I do a lot of work on the computer; it benefits me massively to have a proper desktop setup (keyboard, mouse, monitor). When I plug the UX31E in and hook up my peripherals and screen, I have a combined 3040×900 desktop environment with full keyboard and mouse. I can get a lot of work done on this capable machine.
But there’s one pervasive problem with many Ultrabooks, the UX31E included. Two USB ports is crippling for the desktop experience. The first two things I plug in are the keyboard and mouse — and that’s all the room I have. If I want to plug in an external HDD (like the 1TB that sits on my desk), I have to remove the keyboard or mouse, and temporarily fall back to the trackpad or keyboard on the UX31E. If I want to charge or sync my phone, I have to do the same. Maybe I want to transfer some files from my external HDD to a flash drive? How about printing? Get ready to start plugging and unplugging. There’s a huge range of peripherals that one could reasonably expect to plug into their Ultrabook when it’s at the desk.
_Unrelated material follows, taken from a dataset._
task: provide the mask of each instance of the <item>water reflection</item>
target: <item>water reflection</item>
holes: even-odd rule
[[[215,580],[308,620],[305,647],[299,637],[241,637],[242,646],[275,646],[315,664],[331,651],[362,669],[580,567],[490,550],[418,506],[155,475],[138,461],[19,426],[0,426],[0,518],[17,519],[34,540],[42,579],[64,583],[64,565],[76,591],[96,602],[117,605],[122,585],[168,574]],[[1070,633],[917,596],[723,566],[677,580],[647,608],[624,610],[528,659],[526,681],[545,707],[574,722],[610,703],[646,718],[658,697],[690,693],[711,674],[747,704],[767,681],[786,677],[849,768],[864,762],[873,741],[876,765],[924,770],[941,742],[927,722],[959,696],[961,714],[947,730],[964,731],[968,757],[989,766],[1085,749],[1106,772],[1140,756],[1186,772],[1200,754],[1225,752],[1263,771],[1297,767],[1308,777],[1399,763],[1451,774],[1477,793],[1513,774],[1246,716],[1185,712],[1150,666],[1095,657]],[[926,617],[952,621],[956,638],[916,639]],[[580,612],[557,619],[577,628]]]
Yes you could get a USB hub (I have actually, and it has made life significantly easier), but that’s one more thing I have to carry around with me if I happen to need it while I’m out and about. The addition of just one more USB port would make a world of difference, and there’s really no good reason that it can’t be done. If Ultrabooks werent’ capable of such excellent desktop-class performance, none of this would be an issue. But because they can scale so well from low to higher power, it is a big mistake to cripple that capability with 2x USB ports.
While most Ultrabooks (in fact, the majority of those that I’ve reviewed) have just two USB ports, there is the occasional rule-breaker like the Gigabyte U2442, which might be one of the most port-packed Ultrabooks out there — even though it’s only 11.6-inches. The has 4x USB ports, full HDMI, full VGA, full SD, full ethernet, 3.5mm min in, and 3.5mm headphone out. That’s a long way from the UX31E which has 2x USB, micro VGA, micro HDMI, full SD, and a 3.5mm headphone/mic combo jack.
Ultrabook makers — this message is to you: we should have at least 3x USB ports on any computer — at least until someone figures out a viable universal wireless standard.
What say you Ultrabook readers… how many USB ports is best for you?